Spotted an interesting exchange in the eHow forums
In Response to Re: 01/11/2010– eHow UK website and WCP participants : According to the Agreement and the Terms, you only reserve the right to republish content on one website: eHow.com. The Agreement is explicitly between eHow – the “Site,” – and the contributors who publish content. If you were granted the right to republish content on any related websites, the Agreement would state as such, and it doesn’t. It is quite clear that eHow.co.uk is a completely different entity with its own set of terms and a very different agreement, and that eHow.com and eHow.co.uk are not mutually exclusive. Although, I’m spectulating your legal council has already explained this to you, judging by the actions eHow is now taking to remove publisher content. My suggestion would be to compensate contributers for the content you used without permission at the same rate you would had the content earned revenue through eHow.com. Otherwise, my professional opinion would be that each and every contributer should seek the full monetary value of all revenue eHow received by publishing content they did not have the right to publish, and to seek damages for infringement, as well.
Posted by Regal Legal
Please review section 5 of the terms of use. It clearly states that we have the right. However, one of our priorities is to make sure we are looking out for our members and maintaining a relationship with our community goes beyond a contract. Thanks.
-Rich (eHow Rep)
So according to eHow legal department (or maybe just Rich?), eHow did nothing wrong but they really want to maintain a relationship with the community. Sure, when the community is about to leave and revolution is in the offing, this position makes lots of sense.

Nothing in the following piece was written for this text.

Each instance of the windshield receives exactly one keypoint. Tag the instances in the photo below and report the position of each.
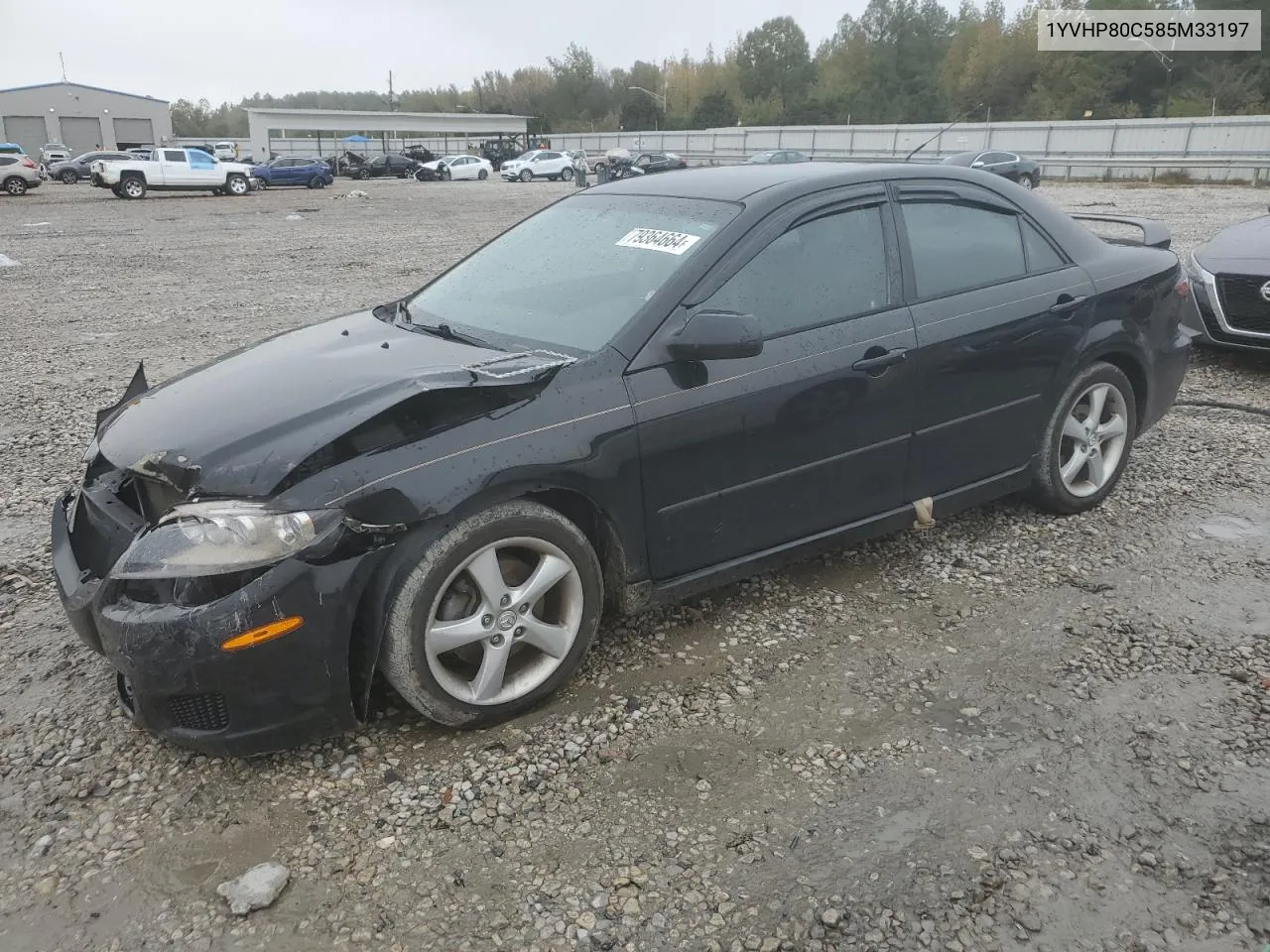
(575, 273)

I concur that the standard website license agreement (found on many other sites) allows the site to distribute the content around the world on the web. What eHow is missing is that writers who retain the copyright on their work get upset when their copyrighted work is used outside of the expected sit where they get paid.

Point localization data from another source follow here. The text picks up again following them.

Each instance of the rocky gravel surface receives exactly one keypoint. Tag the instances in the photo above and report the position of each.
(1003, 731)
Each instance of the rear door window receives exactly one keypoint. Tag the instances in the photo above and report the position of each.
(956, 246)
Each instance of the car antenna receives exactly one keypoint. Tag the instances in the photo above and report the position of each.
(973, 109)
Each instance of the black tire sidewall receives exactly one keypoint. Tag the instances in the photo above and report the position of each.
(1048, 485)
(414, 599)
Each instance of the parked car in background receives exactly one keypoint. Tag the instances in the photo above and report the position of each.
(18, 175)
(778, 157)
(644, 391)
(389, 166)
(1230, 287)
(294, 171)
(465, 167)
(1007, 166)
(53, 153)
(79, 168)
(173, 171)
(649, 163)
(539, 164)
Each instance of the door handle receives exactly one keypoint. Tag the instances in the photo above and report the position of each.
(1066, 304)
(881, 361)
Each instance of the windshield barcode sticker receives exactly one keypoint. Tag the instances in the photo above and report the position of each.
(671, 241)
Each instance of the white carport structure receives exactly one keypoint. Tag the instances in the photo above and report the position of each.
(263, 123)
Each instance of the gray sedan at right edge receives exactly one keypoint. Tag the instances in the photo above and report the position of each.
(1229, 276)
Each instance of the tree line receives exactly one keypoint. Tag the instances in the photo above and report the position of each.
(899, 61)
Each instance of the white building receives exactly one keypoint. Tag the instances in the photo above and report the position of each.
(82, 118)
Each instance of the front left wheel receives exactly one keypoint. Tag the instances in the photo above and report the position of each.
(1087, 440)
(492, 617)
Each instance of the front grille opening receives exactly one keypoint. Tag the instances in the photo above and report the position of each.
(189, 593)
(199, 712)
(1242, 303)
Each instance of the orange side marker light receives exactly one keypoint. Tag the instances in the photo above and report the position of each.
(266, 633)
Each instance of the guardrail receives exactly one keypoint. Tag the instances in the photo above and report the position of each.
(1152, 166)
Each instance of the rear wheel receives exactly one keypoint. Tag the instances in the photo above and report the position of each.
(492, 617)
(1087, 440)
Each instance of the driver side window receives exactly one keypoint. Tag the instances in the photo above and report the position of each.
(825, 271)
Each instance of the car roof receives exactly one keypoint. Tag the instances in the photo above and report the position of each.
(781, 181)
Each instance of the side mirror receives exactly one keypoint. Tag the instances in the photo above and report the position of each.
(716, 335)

Imagine for example, you wrote an article for National Geographic an sold it for “Use” because you want to include it in your book later. You are really proud and happy with your payment from National Geographic to use the article. Then you find out National Geographic gave/sold your copyrighted article to Esquire and you got nothing for it. You would have the right to be justifiably ticked off!
When we license articles for eHow to use, we don’t expect them to post those same articles up in competition to our paying articles without compensating us fairly for the second use. Having a whole other site would be great if it meant more traffic and more earnings, but less traffic for me, and more earnings for eHow and less for me does not make me happy at all.
That’s the way I see it – what do you think?
JadeDragon






















{ 1 comment… read it below or add one }
I have already deleted all of my articles from eHow.com, but it would be wise if someone who hasn’t would take action to save a copy/picture of their articles on the eHow.com.uk website.
Obviously eHow.com is working hard to get them removed. No wrong doing? Then why remove them? Hmmmm….they are destroying the evidence folks. So, if you have articles showing up at both sites. Go get copies saved. Also, save copies of your earnings page to prove you were not payed for the UK views. The statistics shows where the traffic comes from. That should be sufficient.